Integrante da coordenação-executiva da Articulação dos Povos Indígenas do Brasil (Apib), Kleber Karipuna afirma que "muita coisa está em jogo" no julgamento, que é o mais esperado pelas comunidades tradicionais em todo o país. "Está em jogo principalmente a vida de vários povos que ainda estão com seus territórios por demarcar. A retomada do julgamento é, pra gente, algo crucial. É fundamental essa força da luta do movimento, que chegou junto aqui no STF. Temos uma expectativa muito grande em relação a esse julgamento. Esperamos que não haja mais nenhum pedido de vista, o que seria muito frustrante pra gente e muito ruim também pra imagem do Supremo. Temos esperança nos nossos direitos originários ao território."

Gustavo Peixoto, da entidade Indigenistas Associados (INA), esteve entre os parceiros que comparecem à porta do STF para se solidarizar com as lideranças populares nesta quarta. Servidor público da Fundação Nacional dos Povos Indígenas (Funai), ele assinala que o reconhecimento por parte do STF do direito originário das comunidades tradicionais ao território ajudaria o Brasil a consolidar a perspectiva já lançada pela Constituição Federal de 1988.

"A Constituição já fala que a gente é um Estado pluriétnico nacional de direito, então, ela reconhece que o Estado não se rompe por ter muitas etnias, muitas nações dentro deles.
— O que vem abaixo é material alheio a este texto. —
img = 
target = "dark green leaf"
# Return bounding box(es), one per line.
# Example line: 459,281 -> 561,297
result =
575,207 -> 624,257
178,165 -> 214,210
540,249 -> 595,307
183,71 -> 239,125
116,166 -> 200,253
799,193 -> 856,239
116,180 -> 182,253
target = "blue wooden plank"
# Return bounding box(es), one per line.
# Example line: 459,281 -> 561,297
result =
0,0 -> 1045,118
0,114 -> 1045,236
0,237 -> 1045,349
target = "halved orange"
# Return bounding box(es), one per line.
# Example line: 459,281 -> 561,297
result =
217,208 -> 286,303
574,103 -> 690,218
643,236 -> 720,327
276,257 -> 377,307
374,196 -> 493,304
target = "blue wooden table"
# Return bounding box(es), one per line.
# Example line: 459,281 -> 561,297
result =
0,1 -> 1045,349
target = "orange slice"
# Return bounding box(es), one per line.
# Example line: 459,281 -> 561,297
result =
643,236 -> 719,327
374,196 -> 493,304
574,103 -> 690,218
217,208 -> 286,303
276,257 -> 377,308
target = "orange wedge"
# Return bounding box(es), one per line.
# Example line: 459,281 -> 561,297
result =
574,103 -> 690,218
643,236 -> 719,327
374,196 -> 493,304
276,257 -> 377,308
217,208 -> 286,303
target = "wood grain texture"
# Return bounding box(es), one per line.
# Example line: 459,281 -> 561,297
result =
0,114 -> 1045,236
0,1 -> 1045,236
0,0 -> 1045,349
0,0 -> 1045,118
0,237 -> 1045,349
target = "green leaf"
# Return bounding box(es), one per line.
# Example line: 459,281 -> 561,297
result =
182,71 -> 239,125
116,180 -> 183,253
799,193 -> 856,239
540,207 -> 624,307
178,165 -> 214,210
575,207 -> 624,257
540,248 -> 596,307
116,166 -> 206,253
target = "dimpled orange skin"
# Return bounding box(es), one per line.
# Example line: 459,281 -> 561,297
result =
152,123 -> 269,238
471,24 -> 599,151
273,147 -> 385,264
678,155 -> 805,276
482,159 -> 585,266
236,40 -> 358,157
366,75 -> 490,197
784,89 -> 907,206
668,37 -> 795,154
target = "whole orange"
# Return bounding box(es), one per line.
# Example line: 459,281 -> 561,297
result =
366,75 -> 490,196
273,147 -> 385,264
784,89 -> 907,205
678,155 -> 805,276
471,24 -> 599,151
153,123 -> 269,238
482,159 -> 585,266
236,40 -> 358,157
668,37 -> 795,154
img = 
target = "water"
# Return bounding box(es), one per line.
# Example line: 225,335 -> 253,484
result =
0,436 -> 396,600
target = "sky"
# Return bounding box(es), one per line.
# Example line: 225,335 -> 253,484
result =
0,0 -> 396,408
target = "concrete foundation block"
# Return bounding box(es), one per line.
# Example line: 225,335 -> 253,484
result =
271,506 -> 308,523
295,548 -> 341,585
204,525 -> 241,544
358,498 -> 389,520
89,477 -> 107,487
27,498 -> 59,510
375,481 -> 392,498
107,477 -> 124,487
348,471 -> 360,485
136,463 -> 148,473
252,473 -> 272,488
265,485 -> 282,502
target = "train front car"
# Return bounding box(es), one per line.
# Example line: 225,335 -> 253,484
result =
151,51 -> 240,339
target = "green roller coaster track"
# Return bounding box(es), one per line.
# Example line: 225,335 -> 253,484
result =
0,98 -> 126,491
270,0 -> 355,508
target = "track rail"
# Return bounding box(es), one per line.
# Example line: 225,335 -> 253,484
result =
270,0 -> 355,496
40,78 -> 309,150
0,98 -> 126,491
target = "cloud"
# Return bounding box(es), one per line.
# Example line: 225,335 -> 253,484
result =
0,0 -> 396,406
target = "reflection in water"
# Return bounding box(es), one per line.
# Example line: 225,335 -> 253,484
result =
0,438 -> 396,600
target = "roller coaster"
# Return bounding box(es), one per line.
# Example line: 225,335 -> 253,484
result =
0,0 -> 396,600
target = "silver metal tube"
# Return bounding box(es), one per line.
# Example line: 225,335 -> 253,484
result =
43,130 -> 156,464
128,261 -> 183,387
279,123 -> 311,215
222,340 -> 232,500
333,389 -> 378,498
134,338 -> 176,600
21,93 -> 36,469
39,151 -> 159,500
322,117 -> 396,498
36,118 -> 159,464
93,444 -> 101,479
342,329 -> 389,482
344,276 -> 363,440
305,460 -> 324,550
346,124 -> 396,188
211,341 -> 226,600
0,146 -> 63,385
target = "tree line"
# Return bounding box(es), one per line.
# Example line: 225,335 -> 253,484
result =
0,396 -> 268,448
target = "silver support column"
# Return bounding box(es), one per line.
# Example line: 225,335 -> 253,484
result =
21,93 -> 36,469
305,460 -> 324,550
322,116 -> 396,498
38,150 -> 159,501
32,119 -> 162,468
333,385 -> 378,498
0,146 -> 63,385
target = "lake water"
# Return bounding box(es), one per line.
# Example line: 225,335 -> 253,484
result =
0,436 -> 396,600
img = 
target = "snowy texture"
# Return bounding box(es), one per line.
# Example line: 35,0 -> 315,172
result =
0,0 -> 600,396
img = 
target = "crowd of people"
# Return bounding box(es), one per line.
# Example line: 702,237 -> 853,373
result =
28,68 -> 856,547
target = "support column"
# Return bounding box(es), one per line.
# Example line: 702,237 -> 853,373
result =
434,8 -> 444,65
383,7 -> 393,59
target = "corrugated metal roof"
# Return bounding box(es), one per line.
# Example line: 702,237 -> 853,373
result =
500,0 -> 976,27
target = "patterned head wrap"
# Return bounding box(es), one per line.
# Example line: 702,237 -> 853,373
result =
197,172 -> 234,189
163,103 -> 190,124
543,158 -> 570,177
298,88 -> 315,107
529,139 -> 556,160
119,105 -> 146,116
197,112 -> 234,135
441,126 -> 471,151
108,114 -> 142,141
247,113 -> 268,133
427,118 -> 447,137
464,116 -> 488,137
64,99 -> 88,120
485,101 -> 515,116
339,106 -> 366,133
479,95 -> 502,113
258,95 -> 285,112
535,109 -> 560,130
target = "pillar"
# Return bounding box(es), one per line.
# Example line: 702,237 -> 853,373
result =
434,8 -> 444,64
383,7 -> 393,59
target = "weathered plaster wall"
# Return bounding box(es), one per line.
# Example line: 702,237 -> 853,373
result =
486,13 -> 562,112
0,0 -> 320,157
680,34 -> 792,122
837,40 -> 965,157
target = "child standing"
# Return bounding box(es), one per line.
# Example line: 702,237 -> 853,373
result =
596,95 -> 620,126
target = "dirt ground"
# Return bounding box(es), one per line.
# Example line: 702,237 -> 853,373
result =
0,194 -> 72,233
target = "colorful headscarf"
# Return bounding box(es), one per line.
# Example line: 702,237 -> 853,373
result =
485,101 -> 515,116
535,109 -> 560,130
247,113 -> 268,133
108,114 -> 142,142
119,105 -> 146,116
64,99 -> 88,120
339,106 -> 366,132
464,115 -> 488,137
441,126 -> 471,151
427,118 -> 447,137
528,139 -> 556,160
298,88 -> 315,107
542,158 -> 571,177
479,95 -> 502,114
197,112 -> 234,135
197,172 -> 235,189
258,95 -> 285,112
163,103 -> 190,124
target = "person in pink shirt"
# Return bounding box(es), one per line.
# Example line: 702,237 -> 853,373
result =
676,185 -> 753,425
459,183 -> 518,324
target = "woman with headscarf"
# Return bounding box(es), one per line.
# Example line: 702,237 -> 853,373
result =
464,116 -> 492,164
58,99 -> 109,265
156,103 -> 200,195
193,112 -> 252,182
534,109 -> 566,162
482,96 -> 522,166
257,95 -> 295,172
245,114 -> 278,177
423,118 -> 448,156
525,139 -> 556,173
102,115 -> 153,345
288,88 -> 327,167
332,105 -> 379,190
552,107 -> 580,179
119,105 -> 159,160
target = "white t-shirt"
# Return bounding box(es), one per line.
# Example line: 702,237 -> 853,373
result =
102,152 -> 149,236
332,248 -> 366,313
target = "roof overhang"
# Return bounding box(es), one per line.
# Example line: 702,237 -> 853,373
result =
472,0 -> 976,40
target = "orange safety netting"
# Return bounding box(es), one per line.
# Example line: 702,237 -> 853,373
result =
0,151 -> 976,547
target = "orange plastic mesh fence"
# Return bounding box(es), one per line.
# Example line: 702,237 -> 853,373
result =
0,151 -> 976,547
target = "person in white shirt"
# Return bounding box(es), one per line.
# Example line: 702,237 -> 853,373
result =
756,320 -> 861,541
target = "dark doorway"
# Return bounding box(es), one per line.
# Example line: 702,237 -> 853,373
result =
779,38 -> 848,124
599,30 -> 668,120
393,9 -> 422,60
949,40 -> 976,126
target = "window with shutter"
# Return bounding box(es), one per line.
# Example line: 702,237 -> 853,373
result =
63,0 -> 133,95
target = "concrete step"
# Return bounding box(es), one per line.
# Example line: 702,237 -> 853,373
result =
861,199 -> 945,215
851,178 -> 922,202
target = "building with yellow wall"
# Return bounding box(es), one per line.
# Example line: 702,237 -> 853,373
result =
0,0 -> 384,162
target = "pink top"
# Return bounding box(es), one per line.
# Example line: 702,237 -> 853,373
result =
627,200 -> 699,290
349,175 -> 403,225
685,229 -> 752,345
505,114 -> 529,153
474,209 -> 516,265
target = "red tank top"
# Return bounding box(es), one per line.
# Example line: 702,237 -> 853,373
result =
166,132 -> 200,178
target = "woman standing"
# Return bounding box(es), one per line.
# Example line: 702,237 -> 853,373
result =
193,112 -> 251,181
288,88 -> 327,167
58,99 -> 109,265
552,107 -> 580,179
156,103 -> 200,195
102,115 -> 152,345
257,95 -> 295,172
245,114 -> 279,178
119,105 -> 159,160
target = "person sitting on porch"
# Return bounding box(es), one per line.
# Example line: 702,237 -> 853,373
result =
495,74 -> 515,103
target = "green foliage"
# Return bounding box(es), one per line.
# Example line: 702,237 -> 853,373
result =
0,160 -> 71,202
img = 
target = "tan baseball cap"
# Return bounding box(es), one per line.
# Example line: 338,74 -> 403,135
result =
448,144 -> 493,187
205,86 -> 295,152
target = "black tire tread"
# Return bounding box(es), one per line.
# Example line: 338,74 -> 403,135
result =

O que falta ao Brasil é aplicar a Constituição, é reconhecer que o Estado é pluriétnico. É com isso que a gente vai ser capaz de reconhecer os indígenas com toda a sua diversidade. A gente tem que reconhecer a existência desse Estado plural e espalhar isso em todas as políticas públicas dirigidas aos indígenas", afirma o especialista, acrescentando que as demarcações fazem parte desse processo.